Tuesday, December 06, 2011

Today's announcement of a discovery from the Kepler telescope is really big news: a planet that orbits in the habitable zone of a star very similar to our own. This planet, though a few times larger than Earth, is the closest thing we have found to something like our own planet. Kepler waits until a planet has been observed passing in front of its parent star three times before confirming this as a discovery, and in 2009 I noted that this means that we would start seeing planets orbiting stars like at our own at distances similar to ours a bit over two years after the start of the mission, which is about how long it has been since it started in May 2009.

The press release also notes that the first transit of this planet was observed very soon after the start of the mission, meaning transits two and three took about two more years (the planet has an orbit of 290 days).

This also means that in 2012 we will see a veritable bonanza of these types of planets, as Kepler begins to confirm planets with orbits of 300 days, 310 days, 350 days, 400 days, and so on. 2012 promises to be very exciting indeed.

So what is it about this planet that makes it almost the holy grail of exoplanetology? Here's what the holy grail will look like:

1 - It will be a planet that is similar to our size. Kepler 22-b has this.
2 - It will be a planet that orbits a star similar to our own. Kepler 22 is this kind of star.
3 - It will orbit in the habitable zone of this star. Kepler 22-b has this.
3 - It will be relatively close to us. Kepler 22-b........is 600 light years away.

In discussions online today some have made the argument that since we can't get to stars that are 6 light years away any more than we can to one a hundred times that, the distance is irrelevant. Not so. Because:

- The psychological impact of a planet a few light years away is completely different from one a few hundred years away. The former distance is technically possible with enough interest and funding, and theoretical projects such as Project Longshot and Project Daedalus explore how it would be done. A planet at such a distance may motivate us to find ways to reach it, while 600 light years away is well beyond us to the extent that we wouldn't even bother thinking about it.

- A planet a few light years away is just a few years away by radio. Also, the planet we are looking at is more or less the planet as it currently is, not as it looked six centuries ago.

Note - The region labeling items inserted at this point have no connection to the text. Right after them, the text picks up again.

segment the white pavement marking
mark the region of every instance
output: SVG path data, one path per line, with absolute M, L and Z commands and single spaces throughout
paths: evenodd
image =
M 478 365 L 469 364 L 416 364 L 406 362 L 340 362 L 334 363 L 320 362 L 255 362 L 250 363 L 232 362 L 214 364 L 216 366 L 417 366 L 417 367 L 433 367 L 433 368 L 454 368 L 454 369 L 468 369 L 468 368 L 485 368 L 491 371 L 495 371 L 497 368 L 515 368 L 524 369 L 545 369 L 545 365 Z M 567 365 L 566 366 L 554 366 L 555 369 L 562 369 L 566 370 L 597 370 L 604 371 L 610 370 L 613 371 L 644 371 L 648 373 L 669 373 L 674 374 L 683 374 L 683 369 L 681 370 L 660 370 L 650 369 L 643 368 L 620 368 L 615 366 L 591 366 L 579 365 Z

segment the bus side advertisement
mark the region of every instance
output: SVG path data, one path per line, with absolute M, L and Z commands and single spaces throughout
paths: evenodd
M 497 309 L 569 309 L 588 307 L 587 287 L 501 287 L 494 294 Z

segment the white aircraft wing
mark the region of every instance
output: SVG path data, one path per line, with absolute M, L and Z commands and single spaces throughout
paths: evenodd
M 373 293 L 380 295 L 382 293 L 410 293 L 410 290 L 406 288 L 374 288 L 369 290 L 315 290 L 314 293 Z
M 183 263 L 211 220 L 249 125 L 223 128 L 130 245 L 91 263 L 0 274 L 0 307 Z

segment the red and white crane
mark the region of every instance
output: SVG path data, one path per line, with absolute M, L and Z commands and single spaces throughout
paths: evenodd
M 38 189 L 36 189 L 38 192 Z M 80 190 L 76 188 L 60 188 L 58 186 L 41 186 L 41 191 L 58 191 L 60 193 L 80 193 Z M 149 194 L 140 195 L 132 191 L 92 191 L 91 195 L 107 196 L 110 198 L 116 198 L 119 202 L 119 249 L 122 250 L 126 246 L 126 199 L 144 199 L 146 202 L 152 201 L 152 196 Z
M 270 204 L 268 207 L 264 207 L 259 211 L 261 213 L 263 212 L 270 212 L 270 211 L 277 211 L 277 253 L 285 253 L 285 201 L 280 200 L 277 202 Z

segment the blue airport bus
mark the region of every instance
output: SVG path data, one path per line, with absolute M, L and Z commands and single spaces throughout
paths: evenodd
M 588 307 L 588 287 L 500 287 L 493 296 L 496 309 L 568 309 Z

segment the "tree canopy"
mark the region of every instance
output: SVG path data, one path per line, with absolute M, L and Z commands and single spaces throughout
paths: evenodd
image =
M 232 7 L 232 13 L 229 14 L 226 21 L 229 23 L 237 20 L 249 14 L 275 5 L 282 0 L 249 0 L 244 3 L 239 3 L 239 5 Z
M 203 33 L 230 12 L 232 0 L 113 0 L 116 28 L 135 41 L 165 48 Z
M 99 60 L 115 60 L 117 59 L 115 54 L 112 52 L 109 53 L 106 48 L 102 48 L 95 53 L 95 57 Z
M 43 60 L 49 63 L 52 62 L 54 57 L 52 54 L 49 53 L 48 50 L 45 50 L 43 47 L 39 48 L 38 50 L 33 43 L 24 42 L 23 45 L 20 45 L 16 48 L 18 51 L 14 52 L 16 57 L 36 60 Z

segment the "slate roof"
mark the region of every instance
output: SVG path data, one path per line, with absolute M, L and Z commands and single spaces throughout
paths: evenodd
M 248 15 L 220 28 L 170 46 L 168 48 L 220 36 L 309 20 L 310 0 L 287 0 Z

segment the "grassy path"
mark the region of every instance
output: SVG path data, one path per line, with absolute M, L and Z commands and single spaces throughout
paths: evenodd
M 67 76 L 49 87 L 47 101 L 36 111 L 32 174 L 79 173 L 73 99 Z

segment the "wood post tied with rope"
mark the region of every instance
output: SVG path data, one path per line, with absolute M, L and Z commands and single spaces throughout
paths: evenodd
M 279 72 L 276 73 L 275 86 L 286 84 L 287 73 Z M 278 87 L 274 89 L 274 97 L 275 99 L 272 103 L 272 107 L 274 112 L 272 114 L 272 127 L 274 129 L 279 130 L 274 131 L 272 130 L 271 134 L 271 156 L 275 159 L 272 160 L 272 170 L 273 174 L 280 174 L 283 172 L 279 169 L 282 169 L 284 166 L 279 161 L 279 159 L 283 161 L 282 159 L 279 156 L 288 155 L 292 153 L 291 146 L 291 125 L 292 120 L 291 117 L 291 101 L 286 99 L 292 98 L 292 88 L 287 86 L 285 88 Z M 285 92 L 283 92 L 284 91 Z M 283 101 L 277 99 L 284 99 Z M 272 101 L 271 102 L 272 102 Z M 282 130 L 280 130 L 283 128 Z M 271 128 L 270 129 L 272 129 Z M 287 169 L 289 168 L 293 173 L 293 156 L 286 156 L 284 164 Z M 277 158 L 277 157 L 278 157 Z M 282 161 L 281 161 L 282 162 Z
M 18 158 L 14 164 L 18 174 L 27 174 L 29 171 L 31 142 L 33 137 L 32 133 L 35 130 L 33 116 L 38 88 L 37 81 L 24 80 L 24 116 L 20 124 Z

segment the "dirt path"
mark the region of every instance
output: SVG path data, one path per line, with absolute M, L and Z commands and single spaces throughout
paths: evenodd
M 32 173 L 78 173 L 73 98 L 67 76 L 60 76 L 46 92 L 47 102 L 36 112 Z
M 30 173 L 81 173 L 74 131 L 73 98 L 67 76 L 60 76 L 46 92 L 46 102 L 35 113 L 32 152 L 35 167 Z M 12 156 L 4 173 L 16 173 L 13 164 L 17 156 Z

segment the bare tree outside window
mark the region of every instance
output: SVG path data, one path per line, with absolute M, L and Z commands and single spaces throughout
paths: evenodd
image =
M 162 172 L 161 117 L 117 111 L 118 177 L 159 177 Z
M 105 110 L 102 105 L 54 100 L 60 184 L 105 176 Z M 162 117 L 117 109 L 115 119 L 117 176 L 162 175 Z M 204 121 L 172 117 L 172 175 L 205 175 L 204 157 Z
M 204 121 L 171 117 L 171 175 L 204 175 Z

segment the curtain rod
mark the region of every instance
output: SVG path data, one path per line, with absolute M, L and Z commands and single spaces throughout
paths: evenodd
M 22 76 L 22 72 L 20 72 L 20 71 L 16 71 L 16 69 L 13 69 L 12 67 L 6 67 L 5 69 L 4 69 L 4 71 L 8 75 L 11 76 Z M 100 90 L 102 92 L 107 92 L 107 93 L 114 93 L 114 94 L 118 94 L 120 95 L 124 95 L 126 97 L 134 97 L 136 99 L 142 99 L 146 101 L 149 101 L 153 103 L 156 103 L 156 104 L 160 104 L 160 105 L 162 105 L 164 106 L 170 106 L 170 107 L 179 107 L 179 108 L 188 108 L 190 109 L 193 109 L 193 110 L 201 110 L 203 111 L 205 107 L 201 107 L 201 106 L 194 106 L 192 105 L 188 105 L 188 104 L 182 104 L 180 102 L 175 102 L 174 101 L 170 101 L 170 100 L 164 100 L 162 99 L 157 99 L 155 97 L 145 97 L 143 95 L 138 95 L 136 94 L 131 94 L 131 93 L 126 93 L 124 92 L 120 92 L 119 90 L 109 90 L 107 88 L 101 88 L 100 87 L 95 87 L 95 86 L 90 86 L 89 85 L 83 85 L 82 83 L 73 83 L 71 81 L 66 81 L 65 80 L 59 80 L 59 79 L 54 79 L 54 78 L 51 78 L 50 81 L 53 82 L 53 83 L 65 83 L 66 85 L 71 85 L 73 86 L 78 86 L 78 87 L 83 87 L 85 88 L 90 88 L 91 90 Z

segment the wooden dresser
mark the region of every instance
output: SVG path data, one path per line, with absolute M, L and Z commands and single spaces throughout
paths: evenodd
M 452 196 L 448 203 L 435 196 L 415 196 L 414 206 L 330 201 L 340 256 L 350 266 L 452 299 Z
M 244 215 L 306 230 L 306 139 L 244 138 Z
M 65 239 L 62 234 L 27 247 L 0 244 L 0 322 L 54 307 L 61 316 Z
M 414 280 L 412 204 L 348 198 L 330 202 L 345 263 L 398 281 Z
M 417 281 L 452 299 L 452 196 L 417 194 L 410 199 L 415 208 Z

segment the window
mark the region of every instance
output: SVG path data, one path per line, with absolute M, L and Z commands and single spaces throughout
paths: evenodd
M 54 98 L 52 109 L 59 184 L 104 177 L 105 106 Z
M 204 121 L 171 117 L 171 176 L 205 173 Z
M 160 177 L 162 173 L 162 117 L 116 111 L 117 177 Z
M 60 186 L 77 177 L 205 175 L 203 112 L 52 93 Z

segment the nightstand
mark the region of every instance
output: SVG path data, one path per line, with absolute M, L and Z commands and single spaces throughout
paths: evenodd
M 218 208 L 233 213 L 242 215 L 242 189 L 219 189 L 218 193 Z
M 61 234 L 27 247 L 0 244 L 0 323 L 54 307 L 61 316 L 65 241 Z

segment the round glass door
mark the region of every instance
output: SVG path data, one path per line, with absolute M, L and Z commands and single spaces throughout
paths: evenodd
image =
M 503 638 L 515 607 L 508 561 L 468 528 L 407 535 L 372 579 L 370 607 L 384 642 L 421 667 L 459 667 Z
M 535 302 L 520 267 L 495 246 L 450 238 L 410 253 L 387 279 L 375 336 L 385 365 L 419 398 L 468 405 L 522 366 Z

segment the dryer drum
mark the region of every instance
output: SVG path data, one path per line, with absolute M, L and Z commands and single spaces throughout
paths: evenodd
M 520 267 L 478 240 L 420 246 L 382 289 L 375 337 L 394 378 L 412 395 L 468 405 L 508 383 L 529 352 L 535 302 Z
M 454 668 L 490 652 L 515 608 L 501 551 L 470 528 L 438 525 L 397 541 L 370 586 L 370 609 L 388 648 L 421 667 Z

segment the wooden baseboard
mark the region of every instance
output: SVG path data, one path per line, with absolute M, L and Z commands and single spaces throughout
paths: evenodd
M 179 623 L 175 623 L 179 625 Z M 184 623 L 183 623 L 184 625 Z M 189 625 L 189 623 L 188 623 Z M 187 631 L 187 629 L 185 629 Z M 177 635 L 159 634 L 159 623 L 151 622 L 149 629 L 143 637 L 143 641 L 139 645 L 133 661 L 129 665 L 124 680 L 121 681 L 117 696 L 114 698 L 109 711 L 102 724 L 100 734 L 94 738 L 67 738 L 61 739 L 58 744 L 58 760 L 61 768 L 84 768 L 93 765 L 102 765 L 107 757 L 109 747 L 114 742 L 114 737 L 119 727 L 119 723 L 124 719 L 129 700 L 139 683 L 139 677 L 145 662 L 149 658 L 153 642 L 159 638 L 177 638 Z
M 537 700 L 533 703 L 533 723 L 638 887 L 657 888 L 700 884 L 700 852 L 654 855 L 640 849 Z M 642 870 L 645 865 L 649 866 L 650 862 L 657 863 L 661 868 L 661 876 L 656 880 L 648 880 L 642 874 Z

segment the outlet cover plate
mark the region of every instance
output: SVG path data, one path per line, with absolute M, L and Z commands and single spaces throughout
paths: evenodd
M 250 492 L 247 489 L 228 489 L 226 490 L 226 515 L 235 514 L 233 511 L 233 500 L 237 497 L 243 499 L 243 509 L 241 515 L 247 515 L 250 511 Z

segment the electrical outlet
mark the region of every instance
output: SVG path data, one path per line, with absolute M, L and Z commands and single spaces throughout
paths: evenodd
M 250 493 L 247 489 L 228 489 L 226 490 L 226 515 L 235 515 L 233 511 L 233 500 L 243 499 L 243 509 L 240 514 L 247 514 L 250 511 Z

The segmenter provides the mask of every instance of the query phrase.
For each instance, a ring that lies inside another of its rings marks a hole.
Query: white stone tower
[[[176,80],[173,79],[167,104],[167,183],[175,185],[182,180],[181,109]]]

And now for your enjoyment the full press conference announcing the discovery. One hour in length, I still haven't found the time to listen to it today.



Also let's not forget another probably exoplanet/star discovery that will change the way we see our universe forever: a brown dwarf star closer to us than Alpha Centauri, assuming there is one or more of them at that distance. Doing so would decrease our isolation (the distance from our system to the nearest one) by a huge factor, and if something were to be found at one or two light years away it would even be reachable with theoretical propulsion (nuclear pulse propulsion) in under a human lifetime.

Of course, the easiest way to learn more about these is simply to build better and better telescopes. I am confident that we will see our interest and funding in the next generations of telescopes grow by leaps and bounds in the near future as we acquire more and more targets that we desperately want to know more about.